Das passive Wahlrecht hast du, wenn du am Tage der Wahl
• 18 Jahre oder älter bist,
• die deutsche Staatsbürgerschaft seit mindestens einem Jahr besitzt,
• und den ersten Wohnsitz seit mindestens sechs Monaten in Niedersachsen hast.

Wahlbenachrichtungskarte:

Diese Postkarte findest du Anfang Januar in deinem Briefkasten. Sie ist sozusagen die Einladung zum Wählen gehen – du hast das Privileg und darfst mitentscheiden, wie sich der nächste Landtag zusammensetzt. Die Chance solltest du dir nicht entgehen lassen. Und Einladung unbedingt am 27.01.2008 mit ins Wahllokal nehmen!

Wahlkreis:

Ganz Niedersachsen ist in 87 Wahlkreise aufgeteilt. In jedem dieser Wahlkreise gibt es Direktkandidat-inn-en, von denen du einem mit deiner Erststimme den Weg in den Landtag ermöglichen kannst.

Wahlleiter-in:

Der/die Landeswahlleiter-in trägt die Verantwortung für die ordnungsgemäße Durchführung der Landtagswahl. Dabei wird er von den Wahlleiter-inn-en der einzelnen Wahlkreisen unterstützt.

Wahllokal:

Das Wahllokal ist der Raum, in dem du deine Stimme abgeben kannst und sicherlich ganz in deiner Nähe. Wo du das richtige Wahllokal findest, steht auf der => Wahlbenachrichtigungskarte.

Wahlprogramm:

Jede Partei überlegt sich vor der Wahl, was sie in der kommenden Legislaturperiode in Niedersachsen erreichen will.
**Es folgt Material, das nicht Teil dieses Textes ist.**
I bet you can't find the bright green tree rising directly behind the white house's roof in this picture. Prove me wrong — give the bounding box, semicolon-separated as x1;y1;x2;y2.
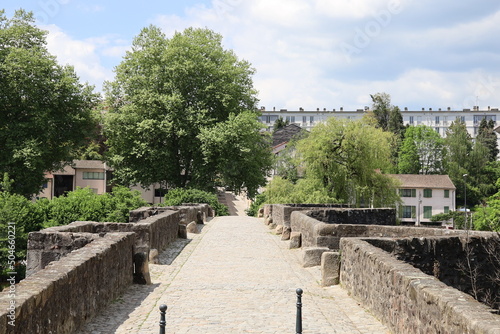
398;125;444;174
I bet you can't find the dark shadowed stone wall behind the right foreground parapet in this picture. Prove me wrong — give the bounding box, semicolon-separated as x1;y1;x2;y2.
365;232;500;309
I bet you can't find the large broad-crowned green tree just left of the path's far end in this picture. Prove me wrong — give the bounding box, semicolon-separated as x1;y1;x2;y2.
105;26;269;196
Diese Ziele schreibt die Partei in einem Wahlprogramm zusammen, dass du bei den Landesgeschäftsstellen der Parteien beziehen kannst.

Wahlurne:

In der versiegelten Wahlurne werden alle Wahlzettel eines Wahllokals gesammelt. Erst nach Ende der Wahlhandlung um 18.00 Uhr öffnet der/die Wahlvorsteher-in die Urne und die Auszählung der Stimmen kann beginnen

Wahlvorstand:

In jedem Wahllokal gibt es einen Wahlvorstand. Dieser ist für die ordnungsgemäße Durchführung der Wahl verantwortlich und zählt am Wahltag ab 18.00 Uhr die Stimmen aus.

Wahlvorsteher-in:

Die Chefin / den Chef des Wahlvorstandes nennt man Wahlvorsteher-in.

Wahlzettel:

bekommst du im Wahllokal ausgehändigt. Der Wahlzettel ist das Formular auf dem du ankreuzt, welche-r Direktkandidat-in und welche Landesliste deine Stimme bekommen soll. Nachdem du deine Stimmen in der Wahlkabine abgegeben hast, wird der Zettel gefaltet und in einem Umschlag in die Wahlurne gesteckt.

Zweitstimme:

Mit der Zweitstimme wählst du die Landesliste der Partei, mit deren Positionen und Zielen du dich am ehesten identifizieren kannst. Die Verteilung der Zweitstimmen entscheidet über die endgültige Größe des Landtags. Es ziehen die Fraktionen in den Landtag ein, deren Landeslisten mehr als 5% der Zweitstimmen auf sich vereinen konnten.